C’est Simon Pierre qui prononça ces paroles en se jetant aux genoux de Jésus, se rendant compte qu’il est en présence du Maître de l’Univers, Celui qui commande aux poissons de la mer. Convaincu de péché, saisi de frayeur, Pierre lui dit : « Retire-toi de moi, Seigneur, car le suis un homme pécheur » (Luc 5. 8). Mais le Seigneur Jésus ne se retire pas, bien au contraire, "Il est venu pour chercher et sauver ce qui était perdu" (Luc 19. 10).
- « Misérable homme que je suis ! Qui me délivrera de ce corps de mort ? » (Romains 7. 24)
C’est le cri de l'apôtre Paul qui comprend que le péché habite en lui, et qu’il est dans la totale incapacité de s’en débarrasser, ni par lui-même, ni par aucun moyen humain. Ne pouvant rien attendre de lui, il ne peut que se tourner vers le seul moyen de salut : Jésus-Christ, car « il n'y a de salut en aucun autre ; car il n'y a pas non plus sous le ciel d'autre nom qui soit donné parmi les hommes, par lequel il nous faut être sauvés. » (Actes 4. 12)
- « Père, j'ai péché contre le ciel et devant toi ; je ne suis plus digne d'être appelé ton fils » (Luc 15. 21).
C’est le fils prodigue de la parabole de Luc 15 qui revient repentant vers son père. Il avait prévu de dire aussi : « Traite-moi comme l’un de tes ouvriers ! », mais son père ne lui laisse pas finir : dès qu’il constate la sincère repentance de son fils, il dit à ses serviteurs : « Apportez lui la plus belle robe, et revêtez lui avec… Mangeons et réjouissons-nous, car mon fils que voici était mort et il est revenu à la vie ; il était perdu et il est retrouvé ».

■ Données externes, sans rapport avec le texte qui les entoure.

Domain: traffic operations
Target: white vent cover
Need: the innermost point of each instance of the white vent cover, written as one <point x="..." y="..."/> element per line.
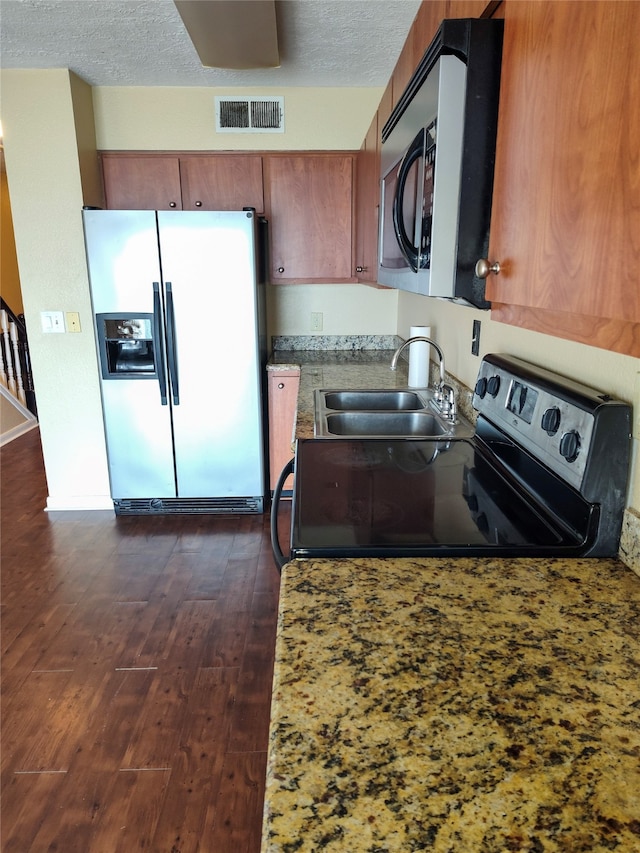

De même Dieu revêt le croyant repentant des vêtements du salut et le couvre du manteau de la justice (voir Ésaïe 61. 10) et « il y a de la joie au ciel pour un seul pécheur qui se repent, plus que pour 99 justes (qui se considèrent justes) qui n’ont pas besoin de repentance » (Luc 15. 7).
« Le Seigneur Jésus est patient envers vous, ne voulant qu'aucun ne périsse, mais que tous viennent à la repentance » (2 Pierre 3. 9).
Ignores-tu que « la bonté de Dieu te pousse à la repentance ? » (Romains 2. 4).
« Repentez-vous et croyez à l'Évangile ! » (Marc 1. 15).